Nesse contexto de união entre atores de diferentes colorações políticas e partidárias, não surpreende que seja enfatizada a ideia de um “mínimo denominador comum” em torno do qual a política externa brasileira deveria ser construída. O artigo ressalta o simbolismo dessa condenação unívoca e procura enquadrar suas críticas à política bolsonarista a partir de “interesses amplos” da sociedade, que conformariam uma política de Estado — em particular, mobilizando a ideia de que a Constituição Federal estabelece limites às políticas de governo.
Nesse sentido, podemos pensar o artigo como uma forma de, sem discutir abertamente, rebater o argumento de Araújo de que a política externa deve responder diretamente à mudança de governo e de que as críticas a ela não respeitariam o processo democrático. A questão central não seria relativa à liberdade do governante de implementar seu programa: os princípios constitucionais o limitam e, portanto, certas políticas correspondem a uma violação dos acordos básicos que fundam o Estado brasileiro. Mesmo quando se constroem as críticas mais substantivas (apontando que a orientação adotada é, mais que ilegal, ruim e danosa), a ênfase recai sobre o fato de os custos serem “de difícil reparação”.
Há, nitidamente, um cuidado na escrita do texto, que visa separar aquilo que corresponde ao “caráter permanente” da política externa daquilo que seria legítima expressão dos valores de um governante, evitando uma acusação de que os autores trabalhariam em uma chave tecnocrática ou antidemocrática. Esse esforço reflete a própria composição do grupo, composto tanto por políticos como por diplomatas de carreira, participantes de variados governos. Os consensos construídos de forma propositiva assumem, assim, a forma de um “programa mínimo”, uma “plataforma básica” para a reconstrução do Itamaraty após a política desestruturadora de Araújo.
Efetivamente, no evento da Brazil Conference, os autores do artigo reconhecem suas divergências, mas identificam pontos em comum que permitem que essas divergências sejam compreendidas como variações legítimas, em oposição àquelas operadas por Bolsonaro. Para além do respeito aos princípios da Constituição e da boa prática diplomática, Celso Amorim destaca que “todos nós partimos daquilo que poderia se dizer que é um discurso racional, com o qual é possível debater. (...) há uma linha de continuidade(...) Eu posso discordar de algumas coisas, mas não me envergonho de nada” (Estado de São Paulo 2020).

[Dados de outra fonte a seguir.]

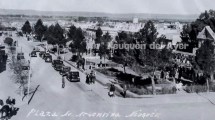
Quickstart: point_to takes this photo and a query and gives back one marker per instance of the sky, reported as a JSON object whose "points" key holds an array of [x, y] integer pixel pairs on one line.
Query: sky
{"points": [[113, 6]]}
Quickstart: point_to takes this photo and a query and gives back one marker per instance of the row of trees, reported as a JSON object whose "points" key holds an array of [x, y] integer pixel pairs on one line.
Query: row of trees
{"points": [[56, 35], [205, 56], [148, 57]]}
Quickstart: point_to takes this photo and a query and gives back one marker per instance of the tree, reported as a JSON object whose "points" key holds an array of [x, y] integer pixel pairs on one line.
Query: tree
{"points": [[205, 58], [150, 57], [79, 42], [39, 29], [103, 48], [55, 35], [26, 28], [98, 35], [72, 31], [8, 41]]}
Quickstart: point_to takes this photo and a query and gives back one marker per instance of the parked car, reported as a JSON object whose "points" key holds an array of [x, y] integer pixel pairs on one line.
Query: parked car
{"points": [[37, 49], [33, 54], [45, 55], [73, 76], [57, 62], [42, 53], [64, 70], [58, 67], [48, 58], [20, 56]]}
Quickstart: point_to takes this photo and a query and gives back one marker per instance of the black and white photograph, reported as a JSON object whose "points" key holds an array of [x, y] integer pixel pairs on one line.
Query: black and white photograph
{"points": [[107, 59]]}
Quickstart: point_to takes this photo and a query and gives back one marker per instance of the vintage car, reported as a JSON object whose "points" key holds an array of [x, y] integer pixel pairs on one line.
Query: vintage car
{"points": [[20, 56], [48, 58], [33, 54], [58, 67], [37, 49], [57, 62], [64, 70], [42, 53], [73, 76], [45, 55]]}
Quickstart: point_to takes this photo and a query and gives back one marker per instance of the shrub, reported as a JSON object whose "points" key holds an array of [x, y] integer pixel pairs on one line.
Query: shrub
{"points": [[195, 88]]}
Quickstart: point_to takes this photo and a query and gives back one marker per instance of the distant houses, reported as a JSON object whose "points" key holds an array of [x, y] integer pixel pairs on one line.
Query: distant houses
{"points": [[206, 34]]}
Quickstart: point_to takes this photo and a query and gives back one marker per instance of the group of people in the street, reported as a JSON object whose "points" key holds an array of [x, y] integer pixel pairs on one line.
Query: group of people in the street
{"points": [[90, 78], [8, 110]]}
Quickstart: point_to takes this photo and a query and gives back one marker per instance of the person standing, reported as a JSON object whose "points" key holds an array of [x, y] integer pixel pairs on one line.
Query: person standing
{"points": [[124, 90], [63, 82], [87, 79], [112, 90]]}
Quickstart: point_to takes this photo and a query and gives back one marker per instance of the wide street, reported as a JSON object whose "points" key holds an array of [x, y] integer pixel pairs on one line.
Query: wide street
{"points": [[78, 99]]}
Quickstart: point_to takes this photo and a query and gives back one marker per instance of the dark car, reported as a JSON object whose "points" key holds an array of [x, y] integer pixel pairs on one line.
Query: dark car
{"points": [[64, 70], [33, 54], [73, 76], [45, 55], [58, 67], [48, 58], [20, 56], [37, 49], [42, 53], [57, 62]]}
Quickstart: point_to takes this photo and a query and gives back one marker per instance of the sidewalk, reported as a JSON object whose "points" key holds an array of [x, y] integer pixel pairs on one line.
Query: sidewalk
{"points": [[101, 89]]}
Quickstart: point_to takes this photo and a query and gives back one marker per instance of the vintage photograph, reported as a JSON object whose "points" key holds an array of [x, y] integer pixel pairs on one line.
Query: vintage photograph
{"points": [[107, 59]]}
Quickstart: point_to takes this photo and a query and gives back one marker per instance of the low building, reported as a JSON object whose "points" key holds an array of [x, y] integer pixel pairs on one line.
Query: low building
{"points": [[206, 34]]}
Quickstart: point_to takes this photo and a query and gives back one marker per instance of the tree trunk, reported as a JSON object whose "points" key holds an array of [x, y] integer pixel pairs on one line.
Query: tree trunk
{"points": [[208, 88], [153, 83], [212, 76]]}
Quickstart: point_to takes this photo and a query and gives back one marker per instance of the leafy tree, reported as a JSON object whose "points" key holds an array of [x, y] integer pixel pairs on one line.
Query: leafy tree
{"points": [[72, 31], [205, 58], [39, 29], [55, 35], [79, 42], [103, 48], [8, 41], [153, 58], [26, 28], [98, 35]]}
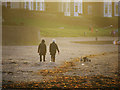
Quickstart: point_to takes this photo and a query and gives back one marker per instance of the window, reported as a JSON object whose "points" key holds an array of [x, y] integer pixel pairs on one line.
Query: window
{"points": [[116, 8], [67, 8], [89, 10], [77, 7], [108, 9]]}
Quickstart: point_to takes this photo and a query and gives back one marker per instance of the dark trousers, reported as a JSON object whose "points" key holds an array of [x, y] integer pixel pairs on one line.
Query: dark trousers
{"points": [[53, 58], [41, 58]]}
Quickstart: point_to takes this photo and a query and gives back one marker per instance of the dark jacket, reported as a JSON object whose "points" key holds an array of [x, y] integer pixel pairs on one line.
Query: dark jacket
{"points": [[53, 47], [42, 49]]}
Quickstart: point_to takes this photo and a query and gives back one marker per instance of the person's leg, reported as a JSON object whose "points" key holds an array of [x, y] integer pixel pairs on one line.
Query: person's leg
{"points": [[44, 58], [40, 58], [51, 58], [54, 58]]}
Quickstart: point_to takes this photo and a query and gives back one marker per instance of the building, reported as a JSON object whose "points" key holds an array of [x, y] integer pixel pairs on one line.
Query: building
{"points": [[76, 8]]}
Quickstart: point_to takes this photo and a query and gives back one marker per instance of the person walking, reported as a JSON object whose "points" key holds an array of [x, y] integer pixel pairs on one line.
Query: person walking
{"points": [[42, 50], [52, 49]]}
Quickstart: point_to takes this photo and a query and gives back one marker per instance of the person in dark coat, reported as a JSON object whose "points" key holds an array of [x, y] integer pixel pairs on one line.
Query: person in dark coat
{"points": [[42, 50], [52, 49]]}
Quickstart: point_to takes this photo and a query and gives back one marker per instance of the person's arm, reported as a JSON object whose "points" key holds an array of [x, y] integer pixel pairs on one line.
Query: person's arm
{"points": [[57, 48], [38, 48], [45, 49], [50, 48]]}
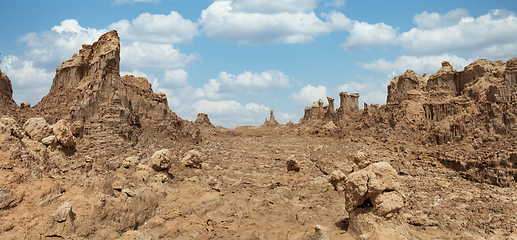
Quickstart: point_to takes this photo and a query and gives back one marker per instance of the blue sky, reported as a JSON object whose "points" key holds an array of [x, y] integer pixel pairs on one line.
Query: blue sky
{"points": [[237, 59]]}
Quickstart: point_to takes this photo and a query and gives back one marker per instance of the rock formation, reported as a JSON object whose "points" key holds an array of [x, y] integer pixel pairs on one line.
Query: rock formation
{"points": [[88, 88], [6, 95], [272, 121], [373, 201]]}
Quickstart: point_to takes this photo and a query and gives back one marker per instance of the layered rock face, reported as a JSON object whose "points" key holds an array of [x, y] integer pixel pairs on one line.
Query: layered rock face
{"points": [[88, 88]]}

Esse programa mínimo, como apontado, consiste na condenação da política de Araújo com base nos princípios constitucionais e na defesa de um patrimônio do Itamaraty — uma tradição concebida aqui de forma ampla, focada mais na forma do que no conteúdo da política externa. Dessa maneira, o que chamamos aqui de “tradição do Itamaraty” não é concebido em termos de posições e linhas seguidas pelo país em sua orientação internacional, mas sim como uma forma básica de se construir e desenvolver uma política externa efetiva: com racionalidade, de forma pragmática, equilibrada, construtiva e moderada, tendo por base a “realidade efetiva das coisas”. O governo Bolsonaro romperia com esses padrões não só por calcar ações em delírios conspiracionistas, mas também por desobedecer à técnica diplomática básica, gerando “antagonismos gratuitos”.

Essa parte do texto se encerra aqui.